Batch Resizing Using Command Line and ImageMagick

Resizing images to fit multiple devices is now easy to execute

If you deal with images, sooner or later you will want to automate the repeating process of saving different sizes from one source image. If you own Adobe Photoshop and do not save too many output sizes, Photoshop actions are probably quite enough for your needs. However, keeping a Photoshop action up-to-date is quite painful — change a source folder, and you’re screwed. On his own wallpapers website, Vlad Gerasimov generates more than 300 JPEG files for each wallpaper! He wants his art to reach as many devices as possible, which means he need to publish his wallpapers in as many sizes as he can support.

 

Long ago, Vlad Gerasimov used Photoshop actions to save multiple sizes from a source file, but it quickly became a nightmare to maintain.
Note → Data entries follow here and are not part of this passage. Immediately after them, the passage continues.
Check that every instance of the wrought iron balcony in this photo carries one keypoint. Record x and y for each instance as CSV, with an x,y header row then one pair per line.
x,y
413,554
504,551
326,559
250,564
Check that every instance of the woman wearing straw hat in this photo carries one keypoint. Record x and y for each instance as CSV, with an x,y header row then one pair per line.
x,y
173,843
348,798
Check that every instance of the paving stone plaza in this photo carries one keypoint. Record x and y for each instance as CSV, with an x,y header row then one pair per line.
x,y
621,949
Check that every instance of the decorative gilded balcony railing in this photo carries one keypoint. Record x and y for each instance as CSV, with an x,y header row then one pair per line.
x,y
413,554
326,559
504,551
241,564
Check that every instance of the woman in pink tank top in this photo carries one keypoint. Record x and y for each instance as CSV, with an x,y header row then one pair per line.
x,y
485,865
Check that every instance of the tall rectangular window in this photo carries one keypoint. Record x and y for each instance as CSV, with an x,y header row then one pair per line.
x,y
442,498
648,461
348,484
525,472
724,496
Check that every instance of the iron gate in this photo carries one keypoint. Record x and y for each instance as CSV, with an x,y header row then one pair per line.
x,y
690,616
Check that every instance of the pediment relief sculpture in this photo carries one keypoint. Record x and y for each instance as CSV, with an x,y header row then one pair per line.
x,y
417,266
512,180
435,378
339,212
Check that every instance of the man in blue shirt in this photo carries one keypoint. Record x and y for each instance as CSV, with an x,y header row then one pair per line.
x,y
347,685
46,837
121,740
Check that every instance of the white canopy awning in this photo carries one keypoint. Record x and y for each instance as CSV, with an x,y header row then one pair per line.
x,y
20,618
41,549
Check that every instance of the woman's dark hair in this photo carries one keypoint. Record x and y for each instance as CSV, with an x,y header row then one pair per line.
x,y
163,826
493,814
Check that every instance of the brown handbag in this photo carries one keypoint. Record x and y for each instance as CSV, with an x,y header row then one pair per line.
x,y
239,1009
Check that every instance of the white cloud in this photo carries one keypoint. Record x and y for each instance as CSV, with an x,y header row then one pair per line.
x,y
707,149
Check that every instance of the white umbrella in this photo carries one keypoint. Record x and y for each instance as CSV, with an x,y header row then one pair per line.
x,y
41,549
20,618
Photoshop provides a more powerful tool — scripting language (it’s not the same as “actions”, though the concept is similar). When writing a script, you use a programming language to tell Photoshop what to do (compared to actions, where Photoshop records what you do with mouse and keyboard). However, it’s not easy to learn at all, and he also wanted to completely remove Photoshop from process. The solution he founds is ImageMagick — a command-line image manipulation program, available for Windows, Mac and Linux. Unless you are a server administrator, you probably never thought of resizing images using command line. However, after switching to command line, Vlad Gerasimov never looked back at Photoshop for batch resizing.